AlinéaLes derniers tintements du grand clocher de Volkingrad raisonnaient à travers les ruelles, lorsque finement, la pluie tomba. D'abord maigre, elle se posait délicatement sur vitres, toits et auvents, refroidissant le moteur encore chaud de certaines voitures. De légères flaques s'éparpillaient, tantôt ravivées, tantôt battues par le rare passage d'une automobile. Cette douce pluie venait attendrir la terre, coulait sur les feuilles des arbres, elle se manifestait par divers endroits. Allant du majestueux chêne jusqu'au cendrier égaré sur une des innombrables terrasses, cet écoulement semblait s'apparenter au temps. Long à l'illusion, court en réalité, cette pluie s'achèverait un temps dans la soirée. Pour l'heure elle s'intensifiait, peu à peu, les flaques se joignaient, comme si un artiste venait ajoutait ses touches à une mosaïque perpétuellement mouvante. Ce son devint enfin constant, une vague monotone mais si reposante, un orchestre à la mélodie millénaire. Les feuilles, simplement humides quelques instants auparavant, pliaient sous le poids de l'eau, les branches s'apprêtant à les suivre. Lorsque les gouttières commençaient seulement à s'emplir, ce désormais déversement s'intensifia encore. De grands rideaux couvrirent finalement chaque façade, là où les flaques se suffisaient, de grandes marres se formaient. L'averse s'imposait, les toits en subissaient le martèlement, tout cela questionnait, tel climat sous un habituel août rayonnant.

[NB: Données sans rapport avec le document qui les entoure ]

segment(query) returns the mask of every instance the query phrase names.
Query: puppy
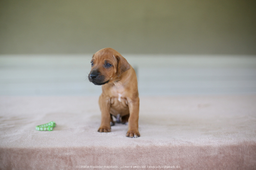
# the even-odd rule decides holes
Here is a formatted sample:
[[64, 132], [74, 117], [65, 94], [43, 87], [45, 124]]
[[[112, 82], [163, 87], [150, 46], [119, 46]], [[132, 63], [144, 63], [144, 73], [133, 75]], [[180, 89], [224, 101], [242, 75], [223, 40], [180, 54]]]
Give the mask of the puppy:
[[101, 123], [98, 132], [110, 132], [111, 123], [128, 123], [126, 136], [138, 137], [139, 98], [135, 71], [126, 60], [111, 48], [100, 50], [91, 61], [92, 69], [89, 81], [102, 85], [99, 99]]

Mais août n'était plus, la saison des pluies imposait un hiver délusoire. Les essuie-glaces battaient frénétiquement, le cliquetis d'une horloge incessante, rares étaient tout de même les voitures. il demeurait aussi certains passants, malheureusement égarés dans cette fine brume. Tandis que des enfants sautaient innocemment dans quelques flaques, des employés se précipitaient, dévalant et ciselant ces mêmes étendues d'eau. L'on pouvait presque observer les derniers commerces se vider, les derniers lampadaires commençaient enfin leur allumage et cette pluie, dominant l'ensemble métropolitain. Les intérieurs étaient secs, l'extérieur lui, était uniformément battu par la pluie, l'on décelait même dans un coin de rue un couple qui s'abritait maladroitement sous le même parapluie, espérant vainement la fin du déluge. La capitale sombrait peu à peu dans ce sommeil désormais nocturnes, de rares infrastructures encore éveillées.

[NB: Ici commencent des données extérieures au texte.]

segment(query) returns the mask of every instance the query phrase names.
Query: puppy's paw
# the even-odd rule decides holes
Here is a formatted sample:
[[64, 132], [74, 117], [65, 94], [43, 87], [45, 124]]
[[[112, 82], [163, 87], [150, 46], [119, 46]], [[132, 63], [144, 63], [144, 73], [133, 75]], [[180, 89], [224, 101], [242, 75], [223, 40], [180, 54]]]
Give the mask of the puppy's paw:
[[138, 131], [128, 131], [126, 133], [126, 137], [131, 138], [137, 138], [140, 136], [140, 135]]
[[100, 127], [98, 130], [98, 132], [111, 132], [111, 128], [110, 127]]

C'était le cas de l'aéroport, lui qui ne dormait jamais. Habituellement, il ne faisait qu'accueillir voyages d'affaire et touristes. Aussi, il était le seuil du transit Kartien vers le monde, desservant marchandises et services. A de plus rares mais toujours occasions, cet aéroport était le berceau de la diplomatie. C'était cette infrastructure précise, qui voyait défiler chaque délégation étrangère depuis désormais des dizaines d'années. Et encore une fois, cela allait être le cas, à ceci près de ce climat mélancolique. Sous cette Volkingrad endormie, la République Impériale de Karty s'apprêtait en réalité à recevoir l'un des sommets les plus historiques qui soient. Ce n'était certes pas la première fois que Karty organisait un sommet d'une telle envergure, cela demeurait toutefois la première fois pour bien d'autres occurrences. La première fois que des Estaliens fouleraient le sol Kartien oui, la première fois que ces mêmes Estaliens, Raskenois et Kaulthes se joindraient en Karty, mais surtout et avant tout, la première véritable fois pour l'Eurysie centrale. Toutes ces délégations avaient la même idée en tête, faire de cette région un havre de paix, du moins ce qu'il s'en approche le plus. Sur ce sentiment de solennité, la Chancelière s'avança enfin devant l'ensemble des délégations, annonçant ces quelques mots.
Chancelière Orlovski-"Mesdames, messieurs, diplomates du monde, la République Impériale de Karty vous transmet ses plus chaleureuses salutations. Je vous salue également, j'ai à cœur de croire que ces quelques et malheureuses intempéries n'entraveront point nos discussions. Je me réjouis très sincèrement de vos venues, témoignant certes de nos disparités je vous l'accorde, mais aussi d'une volonté partagée. Cette volonté noble de la paix, une valeur que beaucoup sur ce monde semblent oublier."